Now I'm sure those of us who review books at least try to read the entire book before we commit fingers to keyboard. Sometimes we don't get all the way through; sometimes it's not our cup of tea, sometimes the book really is unreadable, but we all have our own methods of dealing with such things and coming out with a review that is fair, balanced and reflects the quality of the work. Such is how it should be. In most cases there is always something nice to say, even if the overall effect is less than palatable. But would we accept payment for a review? And if we did, would the review be biased, or be perceived to be biased?
Now here is where the argument starts to break down or at least become more complex. You see I have been paid to write reviews.
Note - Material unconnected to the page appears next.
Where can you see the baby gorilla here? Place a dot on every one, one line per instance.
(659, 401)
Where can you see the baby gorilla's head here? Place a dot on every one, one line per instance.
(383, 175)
I'm talking pre-ebooks, before self publishing became at least semi-respectable (I'm sure one day we will achieve complete respectability...) and back in the 1990s when I used to review traditionally published books for a national magazine - the sort you could (and still can) buy in WH Smiths and larger newsagents. There was a book section that carried reviews and my reviews were in there. I was paid £15 per review by the magazine regardless of length and the books came via the person who was the overall editor of the book review pages. I had a choice whether or not to accept the book on offer and while I never actually asked the question, I do wonder that if I had written negative reviews, whether I would have been given any more books.
I don't write bad reviews often. I'm more inclined to skip the book - after all, why would I want to waste my precious time reading a book I'm not enjoying? But I do very occasionally give 2* and 3* reviews on goodreads and amazon, although these are usually for traditionally-published books. Even so, they are, I hope, constructive, fair and balanced reviews. I work on the theory that I myself would not have an issue with a bad review of my books, so long as the reviewer had clearly read the book and at least tried to explain what they didn't like. I have a stunningly bad 1* review on goodreads of which I'm really rather proud - the reader hated my book so much that I'm impressed to have elicited such a strong emotional response.
So is it right to accept payment for a review (other than a free copy of the book)? I'm inclined to say no, but then there are people who clearly make a living out of reviewing things - do the media critics who review theatre and films for the Guardian or the Sunday Times really not get paid? Or is the issue actually with the person who pays - it's an acceptable practice as long as it isn't the author who is paying? Maybe the problem is in the soliciting of the review, rather than the writing.
Amazon and other online review sites are already losing credibility. Too many 5* reviews from friends and family, too many 1* reviews from competitors or people with an axe to grind. At some point, it will blow up in our faces as indie authors. Maybe we really do need to be pushing the independent review sites like Indie Ebook Review and others.